The results of the post-study experiment showed that the method used for computing patient-level results greatly impacts the system’s patient-level performance. Initially, the image score was generated by calculating the mean of the object scores, and then, the patient score was generated by calculating the mean of the image scores. This method ignored the number of parasite candidates detected for a patient. Using a threshold for the maximum number of parasite candidates allowed in a negative patient avoided this issue and led to a much higher performance. If the number of parasite candidates for a patient exceeded the threshold, the patient was considered positive.

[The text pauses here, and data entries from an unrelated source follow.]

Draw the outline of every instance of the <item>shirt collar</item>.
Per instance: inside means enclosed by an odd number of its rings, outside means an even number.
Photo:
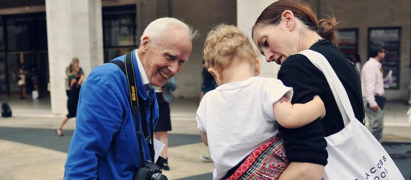
[[[136,53],[136,60],[137,61],[137,65],[138,65],[138,70],[140,71],[140,76],[141,78],[141,82],[145,85],[148,84],[148,85],[151,86],[150,81],[148,81],[148,78],[147,77],[147,74],[145,73],[144,67],[143,67],[143,64],[141,63],[140,57],[138,57],[138,54],[137,54],[137,49],[135,51],[135,53]]]

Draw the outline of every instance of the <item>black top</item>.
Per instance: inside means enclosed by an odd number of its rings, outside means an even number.
[[[347,92],[356,117],[362,121],[361,88],[355,67],[328,41],[320,41],[310,49],[322,54],[330,63]],[[300,128],[288,129],[280,126],[287,158],[291,161],[326,165],[327,142],[323,137],[341,130],[344,122],[325,77],[307,57],[297,54],[289,56],[283,63],[278,77],[285,85],[293,87],[292,103],[306,103],[319,95],[326,113],[323,119],[317,119]]]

Using PCR as a reference test

PCR was used as a reference test to see what the performance would be when evaluated with a more sensitive method. In addition, sponsors were interested in evaluating the performance of the microscopists compared to PCR. The results showed that the performance of Malaria Screener and PVF-Net dropped when compared to PCR, especially in sensitivity, as expected. However, both systems still achieved the same WHO competency levels. The microscopists achieved an accuracy of 94%, confirming their WHO Level 1 qualification.

Practicality

For automated malaria diagnostic applications, practicality plays an integral part in whether field practitioners will accept the technology. For this study, the following points are worth highlighting in this respect:

  1. i.

    Easy to deploy. The app itself can be easily downloaded from Google Play Store. A microscope adapter can be purchased online via a variety of options. Lastly, the app can run on standard Android devices.

  2. ii.

    Easy to use. A user manual was provided along with the software. Then, field experts learned how to use it after one short online training session.

  3. iii.

    Affordable. The testing device, a Samsung Galaxy A10, cost around $150 at retail price. An adapter can cost from $10 to $100.

  4. iv.

    The experts found that the app used in a semi-automated fashion is not necessarily time-saving, especially when WBC concentration is low and more images must be captured to adhere to the protocol.

Conclusion

This paper reported evaluation results for Malaria Screener in a field study conducted by clinical experts in Sudan. According to WHO standards, Malaria Screener reached the Level 3 competence requirement in the category of parasite detection, although only for P. falciparum. This was improved to Level 1 in a post-study experiment. Also, in a post-study experiment, a deep learning network (PVF-Net) achieved Level 2 competence in the category of parasite detection for both P. falciparum and P. vivax. To the best of our knowledge, this is the first patient-level evaluation study of a smartphone-based malaria diagnostic application. Therefore, this study can serve as a reference for evaluating similar systems in the future. The application shows promise for malaria screening in resource-limited areas. With continued improvements, especially for species identification and parasitaemia quantitation, Malaria Screener has the potential to facilitate malaria screening in the field.